Amy Bunszel, Executive Vice President of Architecture, Engineering, and Construction Design Solutions, Autodesk: So one of the challenges in the industry has historically been everyone has their own version of the project. So there can be thousands of stakeholders, hundreds and hundreds of different companies working on a project, and everyone has their own kind of private copy of the data. That makes it really hard to know which is the most accurate and up-to-date set of information on any given project.
We know from certain studies that about 80% of data by 2025 will go unused and there is so much value in that data by centralizing data in the cloud and by making it more granular. Everyone can now have access to that central model. They’ll still maintain ownership of the data that was theirs to start out with, and they’ll be able to contribute to the knowledge in the project as it goes forward.
Mike Haley, Senior Vice President of Research, Autodesk: Construction always involves dozens of bits of data all over the place, everything from a filing cabinet to a spreadsheet to a cloud system. It’s very hard in environments like that to start solving complex problems because your data flow is so caught up in all of these different places. That’s why we believe cloud platforms is the way to begin to solve this.
Bunszel: So people will be able to make better decisions at the beginning of the process. And that’s going to happen for us in transportation and buildings and in water.
Haley: Workflows today often involve tedium in them. I have to save a file format or I have to load up a new software package, or I don’t even know if the person who’s in the field can access the data that I’ve just put up there because they’re on a mobile device. In a truly workflow-driven, cloud-driven kind of future, that just goes away.
Bunszel: What that means is we’ll build better buildings, they’ll be more sustainable, more secure, and more resilient in times of earthquakes or flooding and things like that. So a lot more context and information will flow to the front of the process where better decisions can be made that impact people who are using these assets for, you know, generations.
Anagnost: What you can do in a world where you’ve connected things in the cloud, especially where you have intelligence behind the scenes, looking at the information as it flows, is you can surface decisions very early in a process and identify the areas where just changing a particular decision in one small way can have a huge impact on your effectiveness.
Bunszel: Labor shortages is by far one of the biggest challenges our customers are having and in some cases are not even able to take on work because they don’t have enough people to do the work. So AI will absolutely help us solve some of the labor-shortage problems.
Anagnost: Because if you can take a group of five people and have them do a project that previously took 15 people or 10 people, then guess what? Your organization of 50 people can do more projects.
Haley: I think the thing that’s gonna fundamentally make people shift to cloud-based platforms is actually AI. What you need for somebody to make a big shift in their infrastructure, is a step function in efficiency. Nobody’s going to move if they’re getting a 5% jump in efficiency or a 10% jump. But if somebody gets a 500, or a 1,000% jump in something, you’re gonna make an investment in that. AI is the only one that I see in that ecosystem that holds the promise to create that level of jump.

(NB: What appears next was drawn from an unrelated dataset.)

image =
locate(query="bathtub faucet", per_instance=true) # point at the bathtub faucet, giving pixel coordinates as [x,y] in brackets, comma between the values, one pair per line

Bunszel: If I think about the size of the AEC industry, all the things that need to be built, all the things that have been built and need to be improved, the impact that we can help with our software through our customers is just massive. We’re doing it with our investments in our new cloud platforms and our Autodesk Platform Services. We’re helping customers reimagine how they use data. In the future, I envision our customers working in these highly productive, highly creative environments and able to deliver projects that are just making a better world.